同時に、持続可能性(サステナブル)志向や自然回帰の意識が高まり、自然色も人気を得ました。
2024年~2025年には、インフレや不安定な国際情勢により、安定感のある色、自然を感じさせる色が引き続き高い支持を得ています。
また、高性能テレビ、スマートフォンなどの鮮やかなデジタル色が増す中、刺激の強い色合いに疲れを感じ、彩度が低い穏やかな色合いが選ばれたという面もあるでしょう。
■ ビビッドカラーが注目として加わる
ニュートラルカラーやくすみカラーが定番化し、人気が継続する中で、2025年は彩度が高めの色も注目されました。
・アクセントとしての鮮やかカラー
ファッションやインテリアなどの市場では、赤、コーラル、オレンジなど温かみのある暖色や、自然を感じさせるグリーンが新色、限定色として登場しました。

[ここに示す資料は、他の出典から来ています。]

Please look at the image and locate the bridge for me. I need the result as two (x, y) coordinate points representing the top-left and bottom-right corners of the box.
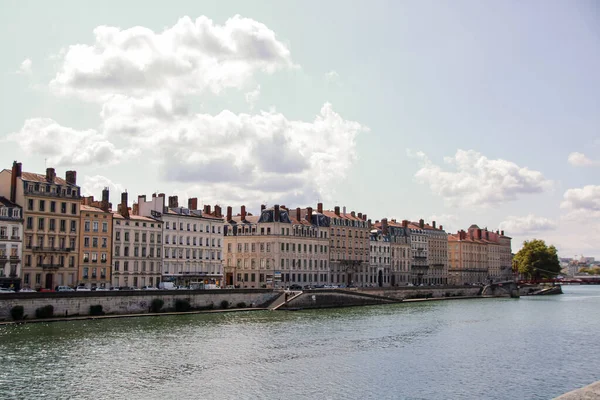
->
(519, 276), (600, 285)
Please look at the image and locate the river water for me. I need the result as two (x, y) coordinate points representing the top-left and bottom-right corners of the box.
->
(1, 285), (599, 400)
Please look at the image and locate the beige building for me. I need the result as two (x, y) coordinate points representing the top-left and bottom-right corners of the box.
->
(0, 197), (22, 289)
(423, 221), (448, 285)
(223, 204), (330, 288)
(0, 162), (81, 289)
(112, 192), (163, 289)
(375, 219), (412, 286)
(408, 220), (429, 285)
(322, 205), (370, 287)
(448, 225), (512, 284)
(78, 189), (113, 289)
(137, 194), (224, 287)
(369, 226), (391, 287)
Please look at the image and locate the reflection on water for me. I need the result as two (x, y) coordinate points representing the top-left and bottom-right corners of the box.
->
(1, 286), (600, 400)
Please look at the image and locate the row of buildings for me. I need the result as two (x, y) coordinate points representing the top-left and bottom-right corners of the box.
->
(0, 161), (514, 290)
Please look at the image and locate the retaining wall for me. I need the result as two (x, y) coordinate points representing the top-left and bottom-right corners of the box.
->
(0, 289), (279, 320)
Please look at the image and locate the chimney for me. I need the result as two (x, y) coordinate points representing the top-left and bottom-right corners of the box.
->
(296, 207), (301, 222)
(46, 167), (56, 183)
(432, 221), (436, 229)
(486, 231), (489, 240)
(363, 214), (367, 221)
(351, 211), (356, 218)
(273, 204), (280, 222)
(343, 206), (347, 215)
(120, 192), (129, 219)
(402, 220), (408, 228)
(261, 204), (266, 211)
(419, 219), (424, 229)
(477, 229), (482, 240)
(152, 193), (156, 198)
(204, 205), (211, 214)
(358, 213), (363, 220)
(317, 202), (323, 214)
(382, 218), (389, 235)
(10, 161), (22, 203)
(188, 198), (197, 210)
(101, 188), (110, 212)
(158, 193), (165, 199)
(139, 195), (146, 203)
(66, 170), (77, 185)
(367, 219), (372, 229)
(168, 196), (178, 208)
(307, 207), (313, 223)
(501, 230), (504, 236)
(439, 225), (443, 231)
(132, 203), (139, 216)
(214, 205), (221, 217)
(241, 205), (246, 220)
(334, 206), (340, 216)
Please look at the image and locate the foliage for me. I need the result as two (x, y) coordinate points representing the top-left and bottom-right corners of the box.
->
(10, 306), (25, 321)
(579, 267), (600, 275)
(35, 305), (54, 319)
(150, 298), (164, 313)
(89, 305), (104, 316)
(236, 302), (247, 308)
(514, 239), (561, 280)
(220, 300), (229, 309)
(175, 299), (191, 312)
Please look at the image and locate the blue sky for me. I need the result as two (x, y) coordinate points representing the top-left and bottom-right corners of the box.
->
(1, 0), (599, 257)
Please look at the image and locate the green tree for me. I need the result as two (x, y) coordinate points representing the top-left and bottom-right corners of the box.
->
(513, 239), (561, 280)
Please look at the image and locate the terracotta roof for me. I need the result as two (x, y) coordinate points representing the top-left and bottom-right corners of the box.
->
(81, 205), (105, 213)
(112, 212), (159, 222)
(289, 216), (313, 226)
(322, 210), (365, 222)
(20, 171), (77, 186)
(227, 215), (260, 224)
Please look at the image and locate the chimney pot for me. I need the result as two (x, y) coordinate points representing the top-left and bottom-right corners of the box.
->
(296, 207), (301, 222)
(317, 202), (323, 214)
(307, 207), (313, 223)
(274, 204), (280, 222)
(439, 225), (443, 231)
(419, 219), (424, 229)
(501, 230), (504, 236)
(241, 205), (247, 220)
(65, 170), (77, 185)
(226, 206), (232, 221)
(432, 221), (436, 229)
(120, 192), (129, 219)
(334, 206), (340, 216)
(46, 167), (56, 183)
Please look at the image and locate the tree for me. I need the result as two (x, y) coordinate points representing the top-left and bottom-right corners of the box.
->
(513, 239), (561, 280)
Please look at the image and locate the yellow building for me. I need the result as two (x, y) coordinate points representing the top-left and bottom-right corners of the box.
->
(0, 162), (81, 289)
(78, 189), (113, 289)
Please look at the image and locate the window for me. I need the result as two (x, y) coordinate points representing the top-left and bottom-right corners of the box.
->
(50, 201), (56, 213)
(114, 261), (120, 271)
(61, 202), (67, 213)
(49, 219), (56, 231)
(84, 237), (90, 247)
(102, 222), (108, 233)
(37, 218), (44, 230)
(124, 232), (130, 241)
(27, 199), (34, 211)
(60, 219), (66, 232)
(102, 238), (107, 248)
(92, 238), (98, 248)
(70, 220), (77, 232)
(26, 217), (33, 230)
(71, 204), (77, 215)
(39, 200), (45, 212)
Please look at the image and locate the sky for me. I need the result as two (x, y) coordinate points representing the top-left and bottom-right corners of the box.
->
(1, 0), (599, 258)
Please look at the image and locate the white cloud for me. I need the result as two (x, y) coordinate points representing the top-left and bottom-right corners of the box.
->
(568, 152), (600, 167)
(499, 214), (557, 235)
(81, 175), (125, 198)
(50, 15), (295, 100)
(325, 70), (340, 84)
(561, 185), (600, 213)
(16, 58), (32, 74)
(408, 149), (552, 207)
(104, 101), (367, 205)
(8, 118), (138, 167)
(245, 85), (260, 110)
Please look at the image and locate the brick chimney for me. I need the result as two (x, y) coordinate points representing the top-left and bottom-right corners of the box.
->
(132, 203), (139, 216)
(382, 218), (389, 235)
(120, 192), (129, 219)
(46, 167), (56, 183)
(419, 219), (424, 229)
(358, 213), (363, 220)
(10, 161), (22, 203)
(101, 187), (110, 212)
(274, 204), (280, 222)
(296, 207), (301, 222)
(241, 205), (246, 220)
(307, 207), (313, 223)
(66, 170), (77, 185)
(402, 220), (409, 228)
(168, 196), (178, 208)
(214, 205), (221, 217)
(188, 198), (197, 210)
(334, 206), (340, 216)
(477, 229), (482, 240)
(367, 219), (372, 229)
(351, 211), (356, 218)
(439, 225), (443, 231)
(317, 202), (323, 214)
(363, 214), (367, 221)
(226, 206), (232, 221)
(501, 230), (504, 236)
(432, 221), (436, 229)
(204, 205), (211, 214)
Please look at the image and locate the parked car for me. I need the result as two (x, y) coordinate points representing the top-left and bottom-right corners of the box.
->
(289, 284), (303, 290)
(0, 287), (15, 294)
(142, 286), (158, 290)
(57, 286), (74, 292)
(94, 287), (109, 291)
(19, 287), (36, 293)
(75, 286), (91, 292)
(224, 285), (235, 289)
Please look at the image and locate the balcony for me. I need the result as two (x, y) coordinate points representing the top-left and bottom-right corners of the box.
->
(0, 255), (6, 261)
(92, 259), (98, 263)
(41, 263), (63, 270)
(101, 259), (107, 263)
(32, 246), (73, 253)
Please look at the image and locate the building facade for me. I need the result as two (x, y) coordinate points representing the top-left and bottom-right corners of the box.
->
(375, 219), (412, 286)
(423, 221), (448, 285)
(0, 197), (23, 289)
(323, 205), (370, 287)
(0, 162), (81, 289)
(369, 226), (391, 287)
(78, 189), (113, 289)
(408, 220), (429, 285)
(112, 193), (162, 289)
(223, 204), (330, 288)
(137, 194), (224, 287)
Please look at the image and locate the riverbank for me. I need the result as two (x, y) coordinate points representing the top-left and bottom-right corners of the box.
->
(554, 380), (600, 399)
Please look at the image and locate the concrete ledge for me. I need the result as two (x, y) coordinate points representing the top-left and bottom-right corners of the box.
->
(555, 381), (600, 399)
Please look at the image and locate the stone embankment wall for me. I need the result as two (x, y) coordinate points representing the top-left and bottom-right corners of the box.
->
(0, 290), (279, 320)
(282, 286), (483, 310)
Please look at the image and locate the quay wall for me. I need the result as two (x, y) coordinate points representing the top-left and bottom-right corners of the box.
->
(0, 290), (279, 320)
(354, 286), (483, 300)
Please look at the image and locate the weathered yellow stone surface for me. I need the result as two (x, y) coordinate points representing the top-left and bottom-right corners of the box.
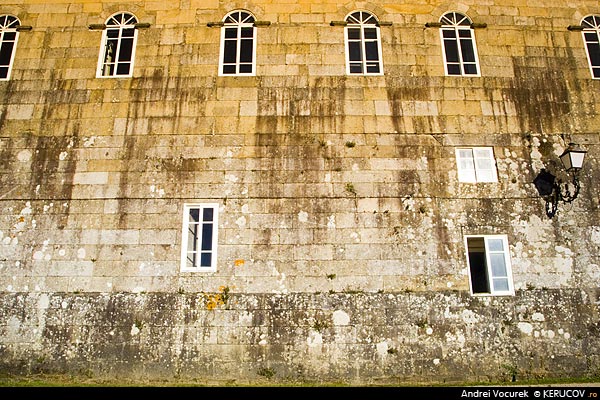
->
(0, 0), (598, 386)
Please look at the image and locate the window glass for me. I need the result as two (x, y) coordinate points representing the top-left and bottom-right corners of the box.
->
(181, 204), (219, 272)
(348, 40), (361, 61)
(344, 11), (383, 75)
(219, 10), (256, 76)
(97, 12), (138, 78)
(456, 147), (498, 183)
(0, 15), (20, 81)
(581, 15), (600, 79)
(440, 12), (480, 76)
(466, 235), (514, 296)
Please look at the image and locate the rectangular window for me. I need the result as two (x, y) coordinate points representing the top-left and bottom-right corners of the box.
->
(583, 31), (600, 79)
(465, 235), (514, 296)
(455, 147), (498, 183)
(344, 24), (383, 75)
(96, 17), (138, 79)
(441, 26), (480, 76)
(219, 23), (256, 76)
(0, 30), (18, 80)
(180, 203), (219, 272)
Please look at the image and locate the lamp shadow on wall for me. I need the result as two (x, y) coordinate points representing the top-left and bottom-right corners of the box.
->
(532, 143), (587, 219)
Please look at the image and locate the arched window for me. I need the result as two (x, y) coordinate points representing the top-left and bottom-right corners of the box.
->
(0, 15), (20, 80)
(344, 11), (383, 75)
(96, 12), (138, 78)
(439, 12), (480, 76)
(581, 15), (600, 79)
(219, 10), (256, 76)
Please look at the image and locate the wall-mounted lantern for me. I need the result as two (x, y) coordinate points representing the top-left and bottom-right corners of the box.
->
(533, 143), (587, 219)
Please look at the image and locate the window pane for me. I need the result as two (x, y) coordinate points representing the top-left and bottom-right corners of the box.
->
(458, 29), (472, 38)
(584, 32), (598, 42)
(490, 254), (507, 277)
(365, 41), (379, 61)
(119, 38), (134, 61)
(240, 38), (253, 62)
(186, 255), (196, 269)
(347, 28), (360, 40)
(187, 225), (199, 253)
(460, 39), (476, 62)
(348, 41), (361, 62)
(0, 66), (8, 79)
(222, 64), (236, 74)
(102, 63), (114, 76)
(116, 62), (131, 75)
(3, 32), (16, 41)
(593, 67), (600, 78)
(459, 157), (474, 169)
(239, 64), (252, 73)
(447, 64), (461, 75)
(458, 148), (473, 160)
(364, 28), (377, 39)
(223, 40), (237, 63)
(241, 27), (253, 38)
(475, 158), (492, 170)
(0, 41), (14, 65)
(201, 223), (213, 251)
(122, 28), (135, 38)
(458, 151), (476, 176)
(586, 42), (600, 66)
(487, 239), (504, 252)
(366, 63), (380, 74)
(189, 208), (200, 223)
(105, 39), (117, 58)
(463, 64), (478, 75)
(492, 278), (509, 292)
(225, 27), (237, 39)
(442, 30), (456, 39)
(203, 207), (214, 221)
(444, 41), (460, 62)
(349, 63), (363, 74)
(107, 29), (119, 38)
(200, 253), (212, 267)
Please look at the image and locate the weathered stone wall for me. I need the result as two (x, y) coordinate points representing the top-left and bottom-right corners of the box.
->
(0, 0), (599, 384)
(1, 289), (599, 384)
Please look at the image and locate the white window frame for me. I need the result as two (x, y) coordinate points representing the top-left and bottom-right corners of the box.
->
(439, 12), (480, 77)
(455, 147), (498, 183)
(0, 15), (20, 81)
(180, 203), (219, 273)
(465, 235), (514, 296)
(218, 10), (257, 76)
(581, 15), (600, 79)
(344, 10), (384, 76)
(96, 12), (139, 78)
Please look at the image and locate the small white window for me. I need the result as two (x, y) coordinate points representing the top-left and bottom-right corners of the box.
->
(439, 12), (480, 76)
(219, 10), (256, 76)
(581, 15), (600, 79)
(344, 11), (383, 75)
(0, 15), (20, 81)
(455, 147), (498, 183)
(96, 12), (139, 78)
(180, 203), (219, 272)
(465, 235), (514, 296)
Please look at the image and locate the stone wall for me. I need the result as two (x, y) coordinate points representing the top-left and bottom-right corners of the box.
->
(1, 289), (599, 384)
(0, 0), (599, 384)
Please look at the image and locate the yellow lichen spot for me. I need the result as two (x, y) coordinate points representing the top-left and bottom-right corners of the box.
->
(234, 259), (245, 266)
(206, 299), (217, 310)
(204, 286), (232, 310)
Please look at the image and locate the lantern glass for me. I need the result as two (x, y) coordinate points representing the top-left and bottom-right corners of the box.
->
(559, 143), (586, 171)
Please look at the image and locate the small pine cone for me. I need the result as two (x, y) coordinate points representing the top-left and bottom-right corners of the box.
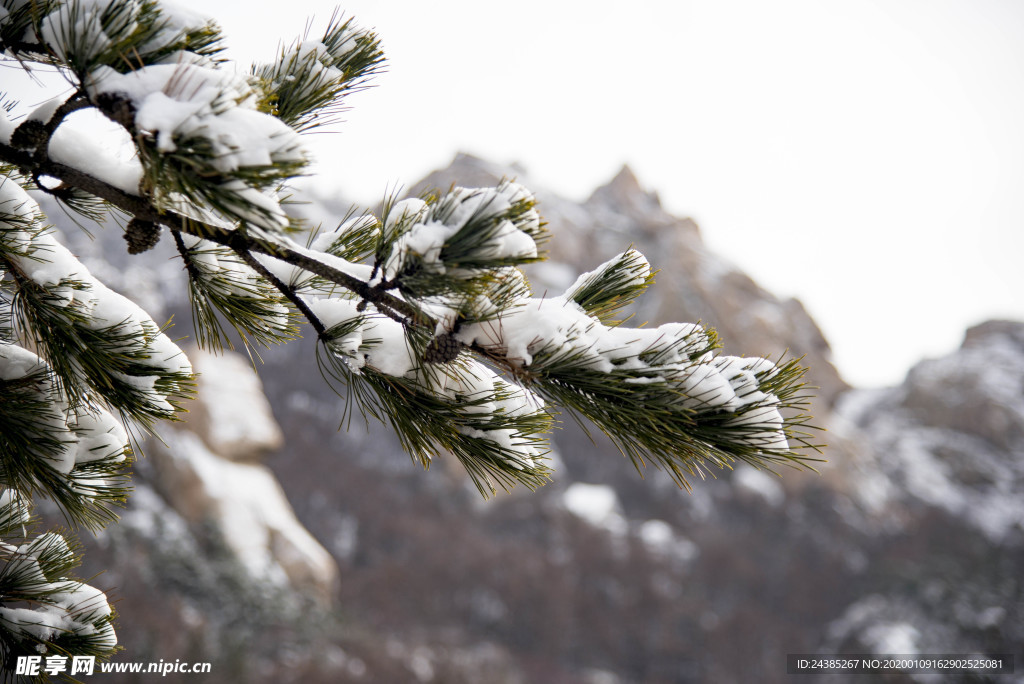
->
(10, 120), (47, 150)
(423, 333), (463, 364)
(124, 218), (161, 254)
(95, 91), (137, 129)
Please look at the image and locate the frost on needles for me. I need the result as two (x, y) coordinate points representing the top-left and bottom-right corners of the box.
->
(0, 0), (821, 667)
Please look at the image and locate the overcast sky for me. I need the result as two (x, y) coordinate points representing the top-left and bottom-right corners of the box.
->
(9, 1), (1024, 387)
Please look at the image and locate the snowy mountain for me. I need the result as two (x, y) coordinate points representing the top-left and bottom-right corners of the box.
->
(45, 155), (1022, 683)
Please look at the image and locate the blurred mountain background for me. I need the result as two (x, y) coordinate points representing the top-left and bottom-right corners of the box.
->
(38, 154), (1023, 683)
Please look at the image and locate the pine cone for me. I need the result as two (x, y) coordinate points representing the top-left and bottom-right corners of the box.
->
(423, 333), (463, 364)
(10, 120), (47, 150)
(95, 92), (137, 129)
(124, 218), (161, 254)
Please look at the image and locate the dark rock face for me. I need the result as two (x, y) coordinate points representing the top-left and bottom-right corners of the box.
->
(40, 157), (1022, 683)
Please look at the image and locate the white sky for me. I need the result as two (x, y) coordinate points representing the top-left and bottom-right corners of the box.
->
(8, 1), (1024, 387)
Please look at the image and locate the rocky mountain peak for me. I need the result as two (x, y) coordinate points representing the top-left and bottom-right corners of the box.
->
(586, 163), (664, 216)
(408, 152), (520, 198)
(962, 318), (1024, 350)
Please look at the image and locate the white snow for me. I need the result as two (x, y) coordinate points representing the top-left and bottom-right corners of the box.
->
(0, 489), (30, 526)
(0, 109), (15, 145)
(306, 290), (548, 469)
(0, 364), (129, 474)
(562, 483), (627, 534)
(69, 409), (128, 464)
(0, 606), (66, 642)
(304, 294), (419, 377)
(141, 1), (215, 58)
(441, 362), (546, 468)
(26, 96), (65, 125)
(151, 0), (213, 32)
(158, 430), (337, 589)
(383, 185), (539, 280)
(733, 465), (785, 507)
(271, 233), (375, 282)
(188, 347), (282, 458)
(0, 341), (48, 382)
(562, 249), (651, 303)
(84, 57), (305, 228)
(2, 180), (190, 362)
(270, 39), (348, 114)
(87, 62), (276, 158)
(48, 110), (144, 195)
(308, 214), (379, 264)
(362, 314), (418, 377)
(40, 0), (126, 65)
(0, 343), (77, 472)
(448, 263), (791, 452)
(0, 531), (116, 648)
(1, 180), (192, 412)
(638, 519), (700, 563)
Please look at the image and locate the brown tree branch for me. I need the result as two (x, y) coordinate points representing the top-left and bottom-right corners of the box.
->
(234, 246), (326, 337)
(0, 140), (433, 332)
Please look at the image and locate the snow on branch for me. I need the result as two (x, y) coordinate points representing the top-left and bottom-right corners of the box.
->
(1, 0), (821, 502)
(563, 248), (654, 321)
(1, 179), (193, 428)
(0, 492), (118, 656)
(453, 271), (815, 486)
(381, 181), (546, 291)
(0, 341), (131, 529)
(310, 295), (553, 496)
(85, 59), (306, 230)
(7, 0), (223, 75)
(173, 232), (297, 352)
(253, 10), (385, 132)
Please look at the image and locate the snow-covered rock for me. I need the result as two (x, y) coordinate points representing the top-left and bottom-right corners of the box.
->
(838, 320), (1024, 542)
(182, 347), (284, 461)
(149, 430), (338, 599)
(143, 349), (334, 598)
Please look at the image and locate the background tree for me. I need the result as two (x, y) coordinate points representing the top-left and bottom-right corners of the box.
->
(0, 0), (820, 674)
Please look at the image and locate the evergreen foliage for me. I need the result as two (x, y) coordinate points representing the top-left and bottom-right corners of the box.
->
(0, 0), (822, 675)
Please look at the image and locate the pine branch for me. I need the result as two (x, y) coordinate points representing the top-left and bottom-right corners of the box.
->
(456, 295), (822, 488)
(0, 346), (131, 531)
(1, 0), (224, 77)
(9, 91), (91, 158)
(316, 346), (552, 498)
(0, 139), (427, 330)
(564, 248), (655, 322)
(2, 2), (822, 514)
(236, 245), (324, 336)
(252, 10), (385, 132)
(0, 500), (119, 664)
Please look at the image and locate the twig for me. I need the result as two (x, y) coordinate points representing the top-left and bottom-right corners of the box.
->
(235, 246), (326, 337)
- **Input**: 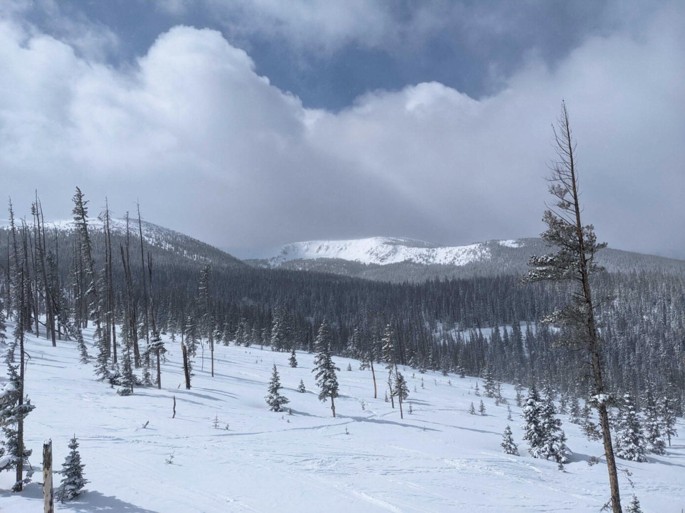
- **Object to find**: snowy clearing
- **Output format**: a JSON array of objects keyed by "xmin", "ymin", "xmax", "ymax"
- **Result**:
[{"xmin": 1, "ymin": 329, "xmax": 683, "ymax": 513}]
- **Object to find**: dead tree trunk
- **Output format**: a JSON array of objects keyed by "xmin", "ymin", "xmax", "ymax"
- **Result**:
[
  {"xmin": 182, "ymin": 341, "xmax": 191, "ymax": 390},
  {"xmin": 43, "ymin": 440, "xmax": 54, "ymax": 513}
]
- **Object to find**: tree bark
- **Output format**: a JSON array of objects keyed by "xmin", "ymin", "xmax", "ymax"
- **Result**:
[
  {"xmin": 182, "ymin": 342, "xmax": 191, "ymax": 390},
  {"xmin": 43, "ymin": 440, "xmax": 54, "ymax": 513}
]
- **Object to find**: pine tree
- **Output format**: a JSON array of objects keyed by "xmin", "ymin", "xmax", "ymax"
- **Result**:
[
  {"xmin": 626, "ymin": 495, "xmax": 642, "ymax": 513},
  {"xmin": 527, "ymin": 103, "xmax": 621, "ymax": 510},
  {"xmin": 643, "ymin": 388, "xmax": 665, "ymax": 455},
  {"xmin": 469, "ymin": 402, "xmax": 476, "ymax": 415},
  {"xmin": 522, "ymin": 386, "xmax": 569, "ymax": 465},
  {"xmin": 297, "ymin": 380, "xmax": 306, "ymax": 393},
  {"xmin": 71, "ymin": 187, "xmax": 101, "ymax": 335},
  {"xmin": 483, "ymin": 368, "xmax": 497, "ymax": 398},
  {"xmin": 117, "ymin": 343, "xmax": 135, "ymax": 396},
  {"xmin": 479, "ymin": 399, "xmax": 486, "ymax": 416},
  {"xmin": 3, "ymin": 204, "xmax": 33, "ymax": 491},
  {"xmin": 658, "ymin": 395, "xmax": 678, "ymax": 447},
  {"xmin": 55, "ymin": 435, "xmax": 87, "ymax": 502},
  {"xmin": 312, "ymin": 320, "xmax": 339, "ymax": 417},
  {"xmin": 0, "ymin": 360, "xmax": 35, "ymax": 488},
  {"xmin": 394, "ymin": 371, "xmax": 409, "ymax": 419},
  {"xmin": 75, "ymin": 325, "xmax": 90, "ymax": 365},
  {"xmin": 501, "ymin": 425, "xmax": 519, "ymax": 455},
  {"xmin": 288, "ymin": 347, "xmax": 298, "ymax": 368},
  {"xmin": 265, "ymin": 365, "xmax": 289, "ymax": 412},
  {"xmin": 381, "ymin": 323, "xmax": 396, "ymax": 408},
  {"xmin": 614, "ymin": 394, "xmax": 647, "ymax": 462},
  {"xmin": 270, "ymin": 306, "xmax": 290, "ymax": 352}
]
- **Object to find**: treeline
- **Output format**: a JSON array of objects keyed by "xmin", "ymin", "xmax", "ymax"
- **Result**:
[{"xmin": 1, "ymin": 189, "xmax": 683, "ymax": 414}]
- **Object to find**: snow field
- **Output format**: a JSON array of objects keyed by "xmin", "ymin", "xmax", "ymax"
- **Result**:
[{"xmin": 1, "ymin": 329, "xmax": 683, "ymax": 512}]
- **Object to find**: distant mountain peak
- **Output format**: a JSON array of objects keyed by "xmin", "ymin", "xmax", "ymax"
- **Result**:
[{"xmin": 262, "ymin": 237, "xmax": 526, "ymax": 267}]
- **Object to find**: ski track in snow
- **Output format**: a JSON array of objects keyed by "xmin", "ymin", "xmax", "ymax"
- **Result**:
[{"xmin": 1, "ymin": 326, "xmax": 684, "ymax": 513}]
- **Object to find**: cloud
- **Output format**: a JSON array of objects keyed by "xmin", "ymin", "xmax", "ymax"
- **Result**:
[{"xmin": 1, "ymin": 2, "xmax": 684, "ymax": 259}]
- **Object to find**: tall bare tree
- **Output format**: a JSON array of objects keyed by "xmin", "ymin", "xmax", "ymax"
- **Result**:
[
  {"xmin": 528, "ymin": 102, "xmax": 622, "ymax": 513},
  {"xmin": 32, "ymin": 194, "xmax": 56, "ymax": 346}
]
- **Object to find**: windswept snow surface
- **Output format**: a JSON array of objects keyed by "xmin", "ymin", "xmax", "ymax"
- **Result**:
[
  {"xmin": 267, "ymin": 237, "xmax": 493, "ymax": 266},
  {"xmin": 1, "ymin": 328, "xmax": 684, "ymax": 512}
]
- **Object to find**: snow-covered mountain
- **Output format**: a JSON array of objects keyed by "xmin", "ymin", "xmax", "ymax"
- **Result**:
[
  {"xmin": 2, "ymin": 217, "xmax": 245, "ymax": 270},
  {"xmin": 248, "ymin": 236, "xmax": 685, "ymax": 282},
  {"xmin": 261, "ymin": 236, "xmax": 513, "ymax": 267}
]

例えば、スマートフォンの新作モデルでは、低彩度色のバリエーションに加え鮮やかなオレンジなどの高彩度色が登場しました。インテリアでも、北欧系家具ブランドを中心に、鮮やかなグリーン、オレンジのチェアなどが人気となっています。
これらの鮮やかな色は、無彩色や低彩度色に彩りを加えるアクセントとして用いられ、見る人に活力を与える役割を果たしています。
・モカ・ムースとホライゾングリーン
前回の記事では、2025年のトレンドカラーとしてPANTONEのMocha Mousse(モカ・ムース)、JAFCAのホライゾングリーンが提案されたことをご紹介しましたが、この2つも今年の色の傾向に関連しているようです。
Mocha Mousseはくすみカラー人気に、ホライゾングリーンは自然色や鮮やかカラーの人気に一役買っていたのかもしれません。